Sept. 6 (Bloomberg) -- Workers at Drummond Co. accepted a pay offer after more than six weeks of strike, indicating Colombia’s second-largest coal producer may restart output as soon as Monday and resume exports to European power producers including Electricite de France SA.

A majority of the Birmingham, Alabama-based miner’s permanent employees in Colombia voted in the past three days to end the stoppage at two mines and a port, said Dionicio Machuca, president of Agretritrenes, one of three unions representing the workers. Alfredo Moreno, president of the Sintradrummond miners group, also said a majority accepted the offer.

“If the documentation is presented in the Labor Ministry, we could start work next week,” Machuca said by phone yesterday. “As soon as Monday.”

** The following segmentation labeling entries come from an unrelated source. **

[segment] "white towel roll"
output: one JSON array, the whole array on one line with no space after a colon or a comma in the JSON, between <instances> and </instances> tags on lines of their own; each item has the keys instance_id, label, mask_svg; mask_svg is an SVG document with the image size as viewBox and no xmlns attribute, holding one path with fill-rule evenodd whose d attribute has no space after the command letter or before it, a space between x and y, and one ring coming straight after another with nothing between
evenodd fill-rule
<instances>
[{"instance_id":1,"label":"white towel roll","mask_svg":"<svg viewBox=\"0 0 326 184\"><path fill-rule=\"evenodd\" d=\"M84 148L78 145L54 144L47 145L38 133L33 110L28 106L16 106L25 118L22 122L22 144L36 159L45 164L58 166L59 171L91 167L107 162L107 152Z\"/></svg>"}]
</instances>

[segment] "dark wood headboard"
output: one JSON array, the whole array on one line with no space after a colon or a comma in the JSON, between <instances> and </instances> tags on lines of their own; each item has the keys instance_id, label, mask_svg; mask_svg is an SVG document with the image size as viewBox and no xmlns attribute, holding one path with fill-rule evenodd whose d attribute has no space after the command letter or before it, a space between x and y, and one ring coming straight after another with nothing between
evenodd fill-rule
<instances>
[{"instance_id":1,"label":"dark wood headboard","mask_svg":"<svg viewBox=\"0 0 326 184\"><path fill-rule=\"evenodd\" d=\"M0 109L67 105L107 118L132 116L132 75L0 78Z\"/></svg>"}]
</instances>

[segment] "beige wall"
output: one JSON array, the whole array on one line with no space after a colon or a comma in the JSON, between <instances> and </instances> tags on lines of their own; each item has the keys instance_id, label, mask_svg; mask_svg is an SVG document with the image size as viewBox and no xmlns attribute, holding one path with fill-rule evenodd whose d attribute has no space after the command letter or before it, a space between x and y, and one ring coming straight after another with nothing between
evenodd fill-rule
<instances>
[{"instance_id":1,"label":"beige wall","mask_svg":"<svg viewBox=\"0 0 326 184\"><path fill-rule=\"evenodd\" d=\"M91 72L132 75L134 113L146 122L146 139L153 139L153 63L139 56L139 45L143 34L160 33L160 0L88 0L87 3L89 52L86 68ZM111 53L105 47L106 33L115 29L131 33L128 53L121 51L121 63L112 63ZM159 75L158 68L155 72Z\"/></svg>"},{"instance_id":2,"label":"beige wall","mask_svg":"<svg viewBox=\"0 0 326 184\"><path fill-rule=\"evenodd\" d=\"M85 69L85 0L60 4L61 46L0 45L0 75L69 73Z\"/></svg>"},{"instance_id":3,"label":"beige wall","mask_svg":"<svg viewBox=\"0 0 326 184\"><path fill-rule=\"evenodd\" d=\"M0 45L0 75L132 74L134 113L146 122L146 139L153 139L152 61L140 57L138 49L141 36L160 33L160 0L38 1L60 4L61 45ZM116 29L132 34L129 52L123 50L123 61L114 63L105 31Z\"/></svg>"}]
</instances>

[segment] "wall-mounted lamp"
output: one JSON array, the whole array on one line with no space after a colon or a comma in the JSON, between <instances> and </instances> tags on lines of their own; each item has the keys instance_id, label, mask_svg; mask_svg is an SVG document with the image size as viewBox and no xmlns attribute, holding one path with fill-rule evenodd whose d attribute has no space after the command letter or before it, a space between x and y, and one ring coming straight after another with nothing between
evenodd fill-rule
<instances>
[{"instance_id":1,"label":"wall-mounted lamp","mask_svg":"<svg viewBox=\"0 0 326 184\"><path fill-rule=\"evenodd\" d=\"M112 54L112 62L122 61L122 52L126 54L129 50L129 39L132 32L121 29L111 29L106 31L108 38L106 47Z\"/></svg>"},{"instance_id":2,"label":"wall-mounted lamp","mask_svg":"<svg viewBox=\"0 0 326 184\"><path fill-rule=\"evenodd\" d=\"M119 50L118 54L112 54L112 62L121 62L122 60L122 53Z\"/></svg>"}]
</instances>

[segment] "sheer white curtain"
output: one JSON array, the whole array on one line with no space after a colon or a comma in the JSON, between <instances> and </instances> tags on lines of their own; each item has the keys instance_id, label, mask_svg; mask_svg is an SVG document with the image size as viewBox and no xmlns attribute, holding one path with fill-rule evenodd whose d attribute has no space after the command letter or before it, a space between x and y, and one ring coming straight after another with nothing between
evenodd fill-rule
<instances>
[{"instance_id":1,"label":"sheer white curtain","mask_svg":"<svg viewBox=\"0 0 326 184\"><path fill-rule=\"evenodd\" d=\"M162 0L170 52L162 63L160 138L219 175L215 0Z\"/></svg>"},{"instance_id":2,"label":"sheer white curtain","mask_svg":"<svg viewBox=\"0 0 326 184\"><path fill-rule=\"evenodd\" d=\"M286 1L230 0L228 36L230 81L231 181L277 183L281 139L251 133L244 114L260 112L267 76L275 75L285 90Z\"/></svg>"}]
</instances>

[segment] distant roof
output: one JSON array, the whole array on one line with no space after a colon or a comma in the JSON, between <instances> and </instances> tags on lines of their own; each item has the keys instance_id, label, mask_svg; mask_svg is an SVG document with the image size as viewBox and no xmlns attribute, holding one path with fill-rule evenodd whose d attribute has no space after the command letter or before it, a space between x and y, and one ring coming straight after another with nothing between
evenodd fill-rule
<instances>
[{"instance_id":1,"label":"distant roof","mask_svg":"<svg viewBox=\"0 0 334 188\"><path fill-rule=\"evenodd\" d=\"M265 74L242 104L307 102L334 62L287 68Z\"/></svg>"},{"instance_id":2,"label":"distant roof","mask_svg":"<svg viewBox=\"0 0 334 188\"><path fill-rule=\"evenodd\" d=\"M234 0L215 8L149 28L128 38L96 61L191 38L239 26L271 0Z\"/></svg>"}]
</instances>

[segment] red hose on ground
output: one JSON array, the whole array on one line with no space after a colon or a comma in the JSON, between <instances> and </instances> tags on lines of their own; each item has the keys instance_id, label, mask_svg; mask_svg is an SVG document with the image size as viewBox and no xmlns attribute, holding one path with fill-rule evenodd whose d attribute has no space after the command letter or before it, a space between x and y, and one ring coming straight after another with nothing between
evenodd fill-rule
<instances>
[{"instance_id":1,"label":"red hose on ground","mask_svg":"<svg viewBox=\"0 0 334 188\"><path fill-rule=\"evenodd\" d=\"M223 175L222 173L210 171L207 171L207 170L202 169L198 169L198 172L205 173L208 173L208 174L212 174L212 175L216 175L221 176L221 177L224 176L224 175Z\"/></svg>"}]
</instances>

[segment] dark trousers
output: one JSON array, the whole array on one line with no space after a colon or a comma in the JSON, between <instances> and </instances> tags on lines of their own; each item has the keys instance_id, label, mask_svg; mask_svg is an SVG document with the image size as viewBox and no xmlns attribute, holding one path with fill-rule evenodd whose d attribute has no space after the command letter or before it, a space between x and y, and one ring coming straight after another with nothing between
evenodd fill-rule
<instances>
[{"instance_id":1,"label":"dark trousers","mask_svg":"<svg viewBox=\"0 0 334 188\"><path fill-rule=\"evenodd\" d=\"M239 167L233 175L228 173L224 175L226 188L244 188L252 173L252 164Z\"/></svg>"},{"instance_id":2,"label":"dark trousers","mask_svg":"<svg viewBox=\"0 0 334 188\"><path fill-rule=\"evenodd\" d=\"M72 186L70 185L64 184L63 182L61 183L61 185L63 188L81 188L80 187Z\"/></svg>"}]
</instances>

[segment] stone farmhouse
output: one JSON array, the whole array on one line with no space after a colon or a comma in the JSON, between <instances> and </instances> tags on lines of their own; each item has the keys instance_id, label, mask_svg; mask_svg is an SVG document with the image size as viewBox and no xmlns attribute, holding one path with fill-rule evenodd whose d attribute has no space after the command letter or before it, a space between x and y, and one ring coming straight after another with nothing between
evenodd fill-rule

Drummond, whose 26 million metric tons of coal output last year represented about 29 percent of Colombia’s production, increased its wage offer last month as the government estimates losses of 1.6 billion pesos ($820,000) in daily royalties. Coal is the country’s main export after oil.

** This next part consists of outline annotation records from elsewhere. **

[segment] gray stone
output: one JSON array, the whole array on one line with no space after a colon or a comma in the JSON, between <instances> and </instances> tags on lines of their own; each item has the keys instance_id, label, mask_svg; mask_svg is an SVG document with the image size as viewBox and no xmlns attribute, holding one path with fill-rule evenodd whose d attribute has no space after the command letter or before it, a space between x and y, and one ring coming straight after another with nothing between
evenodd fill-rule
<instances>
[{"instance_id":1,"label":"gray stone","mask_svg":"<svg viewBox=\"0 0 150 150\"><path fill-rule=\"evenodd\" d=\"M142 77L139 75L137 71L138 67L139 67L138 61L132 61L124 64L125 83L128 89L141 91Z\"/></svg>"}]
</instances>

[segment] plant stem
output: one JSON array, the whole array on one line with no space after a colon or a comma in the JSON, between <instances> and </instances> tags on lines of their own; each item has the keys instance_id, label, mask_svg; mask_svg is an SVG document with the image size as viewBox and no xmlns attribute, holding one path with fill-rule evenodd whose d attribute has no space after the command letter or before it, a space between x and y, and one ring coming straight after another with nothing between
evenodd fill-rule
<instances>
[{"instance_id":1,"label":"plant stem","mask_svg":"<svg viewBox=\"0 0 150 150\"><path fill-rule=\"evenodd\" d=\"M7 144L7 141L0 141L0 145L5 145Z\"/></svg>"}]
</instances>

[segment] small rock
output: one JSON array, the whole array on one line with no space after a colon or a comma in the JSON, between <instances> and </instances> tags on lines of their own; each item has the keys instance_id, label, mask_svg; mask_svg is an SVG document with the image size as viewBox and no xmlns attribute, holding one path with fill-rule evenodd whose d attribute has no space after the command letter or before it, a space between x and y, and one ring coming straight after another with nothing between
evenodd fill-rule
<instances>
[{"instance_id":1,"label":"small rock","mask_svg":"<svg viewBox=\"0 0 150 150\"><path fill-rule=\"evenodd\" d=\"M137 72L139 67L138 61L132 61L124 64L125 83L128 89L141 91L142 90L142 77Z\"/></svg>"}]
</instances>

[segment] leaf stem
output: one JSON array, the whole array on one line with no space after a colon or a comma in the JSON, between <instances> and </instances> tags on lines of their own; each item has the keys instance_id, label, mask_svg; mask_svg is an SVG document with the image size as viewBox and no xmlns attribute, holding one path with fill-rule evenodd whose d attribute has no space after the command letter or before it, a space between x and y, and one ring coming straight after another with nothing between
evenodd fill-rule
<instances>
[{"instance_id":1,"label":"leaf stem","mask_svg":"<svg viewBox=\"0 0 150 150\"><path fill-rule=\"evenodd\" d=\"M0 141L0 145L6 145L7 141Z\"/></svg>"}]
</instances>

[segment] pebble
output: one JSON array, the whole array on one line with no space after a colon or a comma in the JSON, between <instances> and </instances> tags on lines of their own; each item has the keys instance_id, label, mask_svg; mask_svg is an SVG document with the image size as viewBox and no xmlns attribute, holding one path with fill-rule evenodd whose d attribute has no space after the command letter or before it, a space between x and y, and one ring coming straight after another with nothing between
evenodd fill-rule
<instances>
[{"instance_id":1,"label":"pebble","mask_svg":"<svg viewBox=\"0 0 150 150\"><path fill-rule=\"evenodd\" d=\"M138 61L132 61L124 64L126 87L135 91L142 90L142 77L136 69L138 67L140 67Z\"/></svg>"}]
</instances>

“We are happy that an agreement has been reached between employees and the mining company,” Colombian Finance Minister Mauricio Cardenas said on his Twitter page. “Good news for the economy.”

Ministry Decision

The strike continues until the Labor Ministry “says something,” said Joni Ojeda, an official at the Sintramienergetica union. Drummond didn’t reply to an e-mail and calls seeking comment.

Voting that concluded yesterday isn’t binding and doesn’t necessarily mean the strike is over, Reuters reported today, citing a Labor Ministry official it didn’t name.

The Sintramienergetica union said before the vote that it would reject the offer and is demanding a minimum monthly salary rather than the company’s proposed 5 percent increase in hourly pay. Drummond’s proposal also includes health and education benefits.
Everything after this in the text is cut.